The trial of a key figure in an illegal funding scandal involving Spain's rightwing Popular Party opened Monday with the defendant pledging a full confession directly implicating the former premier.
The case centres on a system of parallel bookkeeping used by the PP to manage undeclared funds that was run by Luis Barcenas, the main suspect, who served as the party treasurer between 1990 and 2009.
Two former PP prime ministers will testify at the high-profile trial which opened on Monday morning at the National Court in Madrid and will run until May.
One is Mariano Rajoy, who served as premier between 2011-2018 and has always denied any knowledge of the system, although Barcenas has testified he was "perfectly aware" of it.
José María Aznar, who was Spain's prime minister between 1996-2004, will also testify alongside various other former top party officials.
Just days before the trial opened, Barcenas sent a letter to the prosecutors professing his "willingness to collaborate with the justice system" in a dramatic U-turn that has added further drama to a case that has gripped the nation.
In the letter, he said "Mariano Rajoy was perfectly aware of all these activities to the point that in 2009 we had a meeting in his office in which I showed him the slush fund accounting papers".
Rajoy, who at the time was leader of the opposition, then destroyed them "in a paper shredder without knowing I'd kept a copy", Barcenas wrote.
The alleged slush fund, which was fed by corporate cash donations, operated between 1990 to 2008 and was used to pay bonuses to party leaders, including Rajoy, as well as for the renovation of the party's Madrid headquarters, Barcenas has said.
- Deal breaker -
Details of the accounts emerged in the so-called "Barcenas papers" which were first published by El Pais newspaper in 2013.

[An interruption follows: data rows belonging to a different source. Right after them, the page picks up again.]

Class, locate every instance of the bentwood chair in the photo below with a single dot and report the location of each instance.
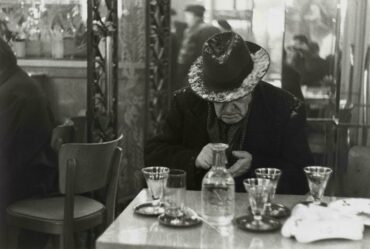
(83, 168)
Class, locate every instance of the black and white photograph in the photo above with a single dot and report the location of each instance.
(184, 124)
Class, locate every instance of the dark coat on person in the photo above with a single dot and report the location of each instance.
(28, 165)
(275, 136)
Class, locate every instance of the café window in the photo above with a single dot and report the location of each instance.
(45, 29)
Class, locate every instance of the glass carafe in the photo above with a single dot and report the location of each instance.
(218, 190)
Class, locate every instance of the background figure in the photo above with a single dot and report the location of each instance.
(27, 162)
(175, 46)
(316, 68)
(195, 35)
(290, 78)
(224, 25)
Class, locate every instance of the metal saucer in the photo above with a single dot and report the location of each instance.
(147, 209)
(267, 224)
(180, 222)
(278, 211)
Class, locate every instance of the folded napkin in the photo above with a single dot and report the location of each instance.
(312, 223)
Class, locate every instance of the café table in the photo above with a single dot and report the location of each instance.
(131, 231)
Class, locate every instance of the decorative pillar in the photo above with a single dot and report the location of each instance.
(157, 94)
(102, 66)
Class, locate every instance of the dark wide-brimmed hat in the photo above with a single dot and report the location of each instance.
(196, 9)
(228, 69)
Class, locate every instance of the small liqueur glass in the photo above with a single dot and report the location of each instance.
(317, 177)
(258, 191)
(175, 194)
(156, 179)
(272, 209)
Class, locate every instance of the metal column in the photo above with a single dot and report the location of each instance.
(102, 70)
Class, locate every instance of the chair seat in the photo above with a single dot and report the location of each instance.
(48, 213)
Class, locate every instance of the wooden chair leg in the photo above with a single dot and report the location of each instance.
(55, 241)
(66, 241)
(13, 233)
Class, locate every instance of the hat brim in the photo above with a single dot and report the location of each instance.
(261, 63)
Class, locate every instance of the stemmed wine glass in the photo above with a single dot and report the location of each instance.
(156, 179)
(272, 209)
(258, 192)
(317, 177)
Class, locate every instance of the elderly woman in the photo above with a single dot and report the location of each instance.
(27, 163)
(227, 101)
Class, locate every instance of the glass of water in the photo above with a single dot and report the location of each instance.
(317, 177)
(258, 192)
(175, 191)
(272, 209)
(156, 179)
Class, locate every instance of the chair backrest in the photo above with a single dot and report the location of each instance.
(80, 129)
(94, 163)
(356, 179)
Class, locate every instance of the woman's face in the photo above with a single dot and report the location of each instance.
(234, 111)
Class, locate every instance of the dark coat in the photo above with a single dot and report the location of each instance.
(28, 165)
(275, 137)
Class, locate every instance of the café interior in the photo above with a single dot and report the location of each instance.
(108, 69)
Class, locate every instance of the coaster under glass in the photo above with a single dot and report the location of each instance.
(180, 222)
(148, 209)
(276, 210)
(266, 224)
(323, 204)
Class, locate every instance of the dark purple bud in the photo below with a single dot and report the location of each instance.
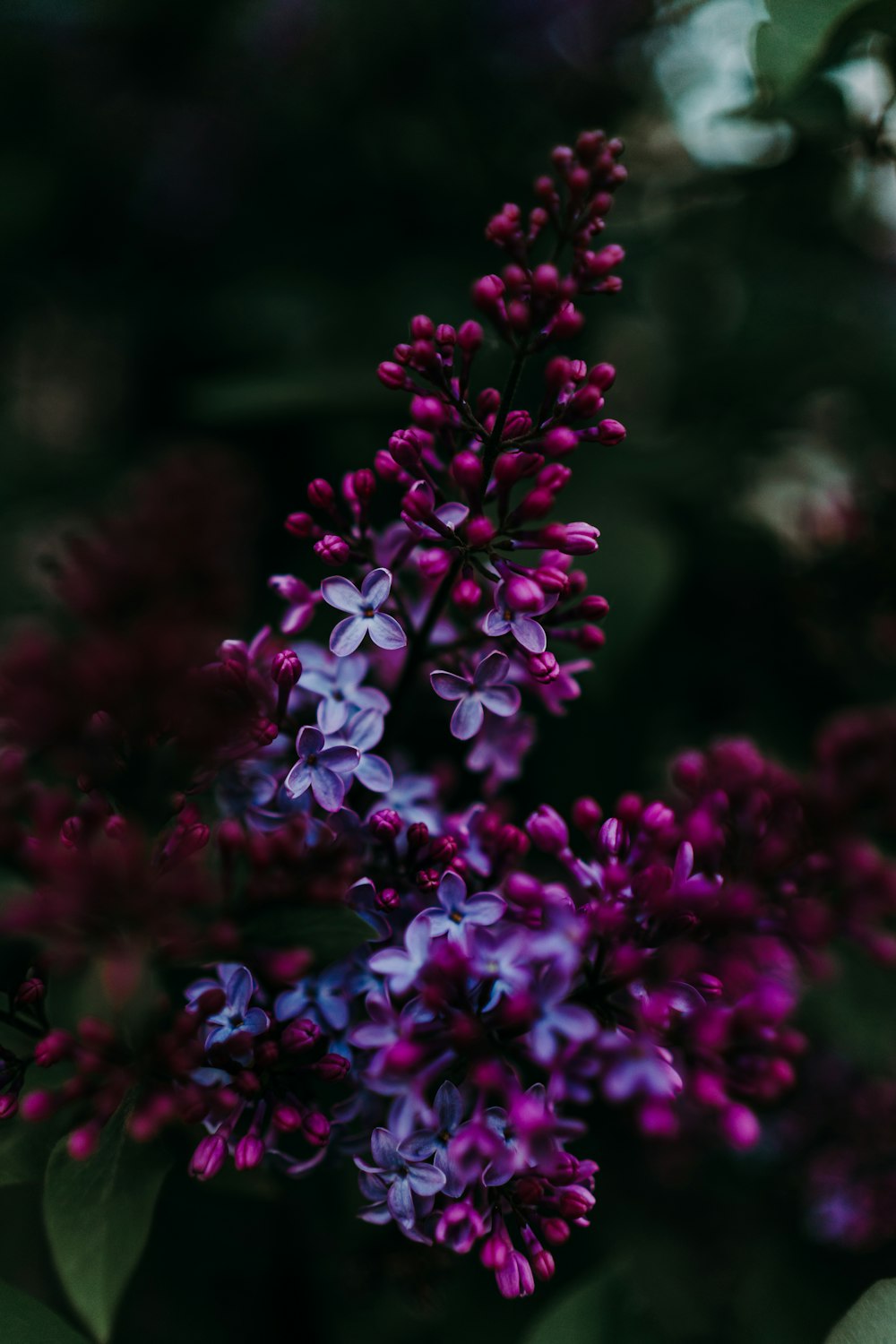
(285, 668)
(386, 824)
(209, 1158)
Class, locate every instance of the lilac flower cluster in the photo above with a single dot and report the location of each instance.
(495, 978)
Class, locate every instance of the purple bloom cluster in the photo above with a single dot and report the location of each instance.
(498, 978)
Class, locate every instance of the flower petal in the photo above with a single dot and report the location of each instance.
(328, 789)
(530, 633)
(503, 701)
(376, 588)
(386, 632)
(447, 685)
(341, 593)
(492, 669)
(466, 719)
(347, 634)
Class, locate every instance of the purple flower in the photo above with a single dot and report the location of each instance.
(301, 601)
(236, 1016)
(460, 911)
(363, 733)
(365, 613)
(341, 691)
(435, 1142)
(482, 691)
(525, 631)
(402, 1175)
(402, 968)
(323, 999)
(322, 769)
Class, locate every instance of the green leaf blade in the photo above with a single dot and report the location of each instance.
(99, 1214)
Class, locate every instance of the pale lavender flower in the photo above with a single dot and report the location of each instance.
(482, 691)
(341, 691)
(402, 1175)
(322, 769)
(365, 612)
(435, 1142)
(402, 967)
(457, 911)
(525, 631)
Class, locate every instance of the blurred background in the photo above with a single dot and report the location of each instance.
(217, 218)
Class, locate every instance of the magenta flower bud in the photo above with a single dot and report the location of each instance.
(466, 470)
(386, 824)
(602, 376)
(322, 494)
(487, 292)
(82, 1142)
(571, 538)
(522, 594)
(611, 432)
(332, 550)
(427, 411)
(363, 483)
(418, 835)
(300, 1037)
(586, 402)
(70, 832)
(543, 667)
(567, 323)
(560, 441)
(555, 1231)
(30, 991)
(316, 1128)
(611, 836)
(591, 637)
(556, 373)
(300, 524)
(287, 1117)
(466, 594)
(422, 327)
(209, 1158)
(470, 336)
(479, 531)
(332, 1067)
(740, 1126)
(575, 1202)
(392, 375)
(54, 1047)
(548, 831)
(594, 607)
(587, 814)
(514, 1277)
(285, 668)
(538, 503)
(249, 1153)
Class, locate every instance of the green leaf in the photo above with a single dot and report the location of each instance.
(598, 1311)
(872, 1320)
(794, 39)
(99, 1214)
(330, 932)
(29, 1322)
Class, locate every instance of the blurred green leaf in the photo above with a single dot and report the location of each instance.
(330, 932)
(872, 1320)
(29, 1322)
(99, 1214)
(794, 39)
(598, 1311)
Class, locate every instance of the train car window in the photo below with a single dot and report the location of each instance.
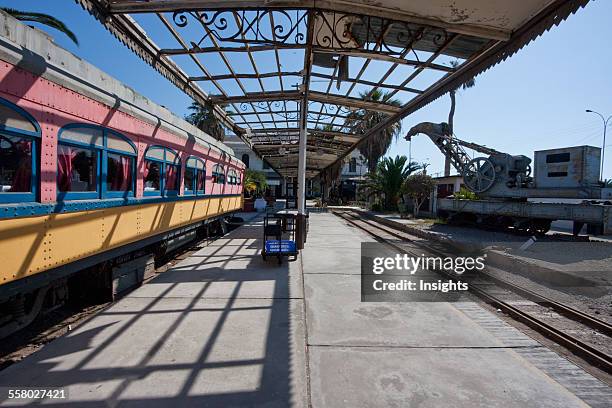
(94, 162)
(91, 136)
(195, 176)
(19, 134)
(162, 172)
(232, 177)
(119, 172)
(77, 170)
(152, 178)
(218, 174)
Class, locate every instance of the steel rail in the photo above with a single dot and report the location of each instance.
(575, 314)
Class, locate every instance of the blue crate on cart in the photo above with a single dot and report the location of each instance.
(284, 246)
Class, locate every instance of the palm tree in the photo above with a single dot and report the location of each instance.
(254, 181)
(389, 178)
(204, 118)
(363, 120)
(470, 83)
(41, 18)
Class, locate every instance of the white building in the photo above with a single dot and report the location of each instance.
(353, 171)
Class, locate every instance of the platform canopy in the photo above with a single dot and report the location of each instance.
(272, 67)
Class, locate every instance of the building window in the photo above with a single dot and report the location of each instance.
(19, 133)
(195, 176)
(218, 174)
(162, 172)
(246, 159)
(94, 162)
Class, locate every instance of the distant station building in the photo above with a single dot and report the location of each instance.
(353, 174)
(277, 186)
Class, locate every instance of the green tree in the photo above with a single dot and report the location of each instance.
(41, 18)
(362, 120)
(419, 188)
(204, 118)
(388, 179)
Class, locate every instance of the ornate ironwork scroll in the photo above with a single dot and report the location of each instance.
(248, 26)
(344, 31)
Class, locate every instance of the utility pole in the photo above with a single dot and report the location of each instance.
(603, 145)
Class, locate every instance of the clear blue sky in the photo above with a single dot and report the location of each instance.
(535, 100)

In his letter, which was published on Thursday, Barcenas said he was now willing to talk after the PP failed to honour a deal in which he would keep silent as long as they ensured his wife did not go to jail.

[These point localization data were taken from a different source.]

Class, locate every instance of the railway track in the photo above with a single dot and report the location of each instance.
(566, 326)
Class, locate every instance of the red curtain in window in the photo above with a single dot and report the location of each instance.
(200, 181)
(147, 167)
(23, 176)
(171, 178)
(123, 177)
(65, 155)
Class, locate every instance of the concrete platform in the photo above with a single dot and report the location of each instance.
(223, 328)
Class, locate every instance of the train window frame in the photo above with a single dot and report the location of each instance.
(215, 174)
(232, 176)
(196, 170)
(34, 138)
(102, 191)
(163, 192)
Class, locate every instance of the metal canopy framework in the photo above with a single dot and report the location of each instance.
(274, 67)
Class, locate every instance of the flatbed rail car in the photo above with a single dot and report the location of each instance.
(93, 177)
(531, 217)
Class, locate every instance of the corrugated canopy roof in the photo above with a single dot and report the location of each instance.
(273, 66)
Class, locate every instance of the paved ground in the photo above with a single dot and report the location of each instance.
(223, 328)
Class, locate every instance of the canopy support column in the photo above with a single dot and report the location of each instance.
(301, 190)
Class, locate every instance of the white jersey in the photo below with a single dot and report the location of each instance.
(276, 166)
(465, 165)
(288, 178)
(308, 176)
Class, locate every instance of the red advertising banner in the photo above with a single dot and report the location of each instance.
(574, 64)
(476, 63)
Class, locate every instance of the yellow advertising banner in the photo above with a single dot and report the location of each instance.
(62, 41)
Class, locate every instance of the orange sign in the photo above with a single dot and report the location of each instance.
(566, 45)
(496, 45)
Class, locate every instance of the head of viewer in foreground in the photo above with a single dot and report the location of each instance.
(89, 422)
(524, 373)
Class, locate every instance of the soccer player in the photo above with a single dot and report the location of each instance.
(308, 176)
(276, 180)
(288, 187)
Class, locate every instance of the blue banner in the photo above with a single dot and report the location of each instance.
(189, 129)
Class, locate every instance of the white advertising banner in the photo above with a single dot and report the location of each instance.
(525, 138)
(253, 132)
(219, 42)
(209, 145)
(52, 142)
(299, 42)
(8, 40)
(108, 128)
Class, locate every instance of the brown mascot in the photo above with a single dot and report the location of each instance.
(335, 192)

Barcenas himself is serving a 29-year sentence over the so-called Gurtel case which centred on a vast system of bribes given to former PP officials in exchange for juicy public contracts between 1999 and 2005.
His wife was also convicted for her role in the case and began serving a 12-year sentence in December.
The trial comes at a difficult time for the main opposition Popular Party which is currently campaigning ahead of Sunday's regional election in Catalonia as polls suggest the faction is facing a dismal result.
Earlier on Monday, PP leader Pablo Casado -- who took over in 2018 after Rajoy was forced out as premier and party head -- said he could not take responsibility for events that happened before his tenure.
That PP "no longer exists" he told Onda Cero radio.